Increased risks of these diseases have been linked to weakened immune systems and menopausal changes in older women. Signs of an STD can look like aging, which makes them likely to go undetected and untreated during medical services.
“I thought I was lucky when as a widow I finally remarried to a 62-year-old man who was still able to be sexually active. I’d been a widow raising my kids all those years and too tired to be sexually active and date. What a shock and embarrassment it was to learn from my doctor that I’d contracted Herpes I and II from my new and now ex-husband. He knew and he hadn’t told me. I was angry,” says 60-year-old Laura.
Do Drugs and Alcohol Play a Role in Sexual Risk-Taking?
As our brains age, our decision-making ability is challenged already. Then throw in a cocktail or two with our early-bird dinner date, and we are at risk for deciding to have sex that we might later regret.

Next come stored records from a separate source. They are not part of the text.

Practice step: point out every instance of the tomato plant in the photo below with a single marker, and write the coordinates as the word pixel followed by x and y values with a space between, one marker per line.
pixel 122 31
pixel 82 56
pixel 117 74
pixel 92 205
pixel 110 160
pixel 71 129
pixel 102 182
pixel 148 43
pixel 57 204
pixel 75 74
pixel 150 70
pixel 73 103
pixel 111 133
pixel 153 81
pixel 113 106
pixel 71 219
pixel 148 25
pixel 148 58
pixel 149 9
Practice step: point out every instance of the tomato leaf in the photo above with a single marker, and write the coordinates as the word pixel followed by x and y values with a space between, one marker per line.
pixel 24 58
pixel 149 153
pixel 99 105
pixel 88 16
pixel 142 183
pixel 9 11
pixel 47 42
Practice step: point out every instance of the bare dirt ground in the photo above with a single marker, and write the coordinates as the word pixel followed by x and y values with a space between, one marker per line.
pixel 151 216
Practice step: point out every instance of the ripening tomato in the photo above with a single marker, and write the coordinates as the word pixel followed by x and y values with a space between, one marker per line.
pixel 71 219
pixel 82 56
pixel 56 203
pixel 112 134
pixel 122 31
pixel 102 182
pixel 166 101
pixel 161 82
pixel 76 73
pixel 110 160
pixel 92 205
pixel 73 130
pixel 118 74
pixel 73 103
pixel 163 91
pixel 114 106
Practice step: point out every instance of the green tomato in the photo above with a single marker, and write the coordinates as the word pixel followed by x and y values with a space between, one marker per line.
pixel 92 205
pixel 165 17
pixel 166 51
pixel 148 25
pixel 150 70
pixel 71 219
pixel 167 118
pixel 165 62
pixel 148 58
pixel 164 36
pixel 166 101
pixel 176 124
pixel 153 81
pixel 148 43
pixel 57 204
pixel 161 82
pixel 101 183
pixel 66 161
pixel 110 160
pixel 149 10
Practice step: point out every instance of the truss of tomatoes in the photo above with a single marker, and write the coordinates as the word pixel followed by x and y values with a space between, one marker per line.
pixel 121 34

According to the Guttmacher Institute, “The use of alcohol or other drugs has been proposed as a contributing factor to sexual risk-taking. Because alcohol and drugs are thought to interfere with judgment and decision-making, it has been suggested that their use in conjunction with sexual activity might increase the probability that risky behavior will occur.”
Certainly, not every woman over 60 having sex has behaviors to be diagnosed as a sex addict. However, we are at greater risk for risk-taking.
If you have some of these signs:
- You make efforts to stop hypersexual behavior but are unable to.
- You have a preoccupation with sex.
- You have sex with multiple random partners rather than within the confines of a satisfying relationship that goes beyond sex.
- Over time your sexual and other behaviors are becoming riskier.
- Inability to fulfill obligations due to obsessiveness such as being online too much or frequenting places where you can “hook up” with partners.
- When not engaged in physical relationships you find yourself irritable, angry, restless and experience extreme frustration.
Sex addiction, like the one older actress Danielle Straub faced, is often tied to childhood issues including sexual abuse. If you have such past issues and are experiencing symptoms related to sex or other addictions, it’s not too late to deal with the unresolved pain and trauma. It’s time to seek help.
Where to Find Help
There is gender specific help for women who have a sex addiction including free 12-step programs like those offered by Sex Addicts Anonymous.
For those with a co-occurring sex and substance use addiction, programs offering gender specific recovery like the one at New Directions for Women in Costa Mesa, CA can help. Due to the shame most women face admitting to a sex addiction, a gender specific program may be best for you.
Getting into recovery with other women of all ages who face the same struggles can help put you on the path to a new way of thinking and fulfilling life in recovery and your golden years.
Are you sexually active in your 60s? Do you think you have a sexual addiction? Do you know somebody who does? What form does it take? Have you looked for help? Please share your thoughts and advice.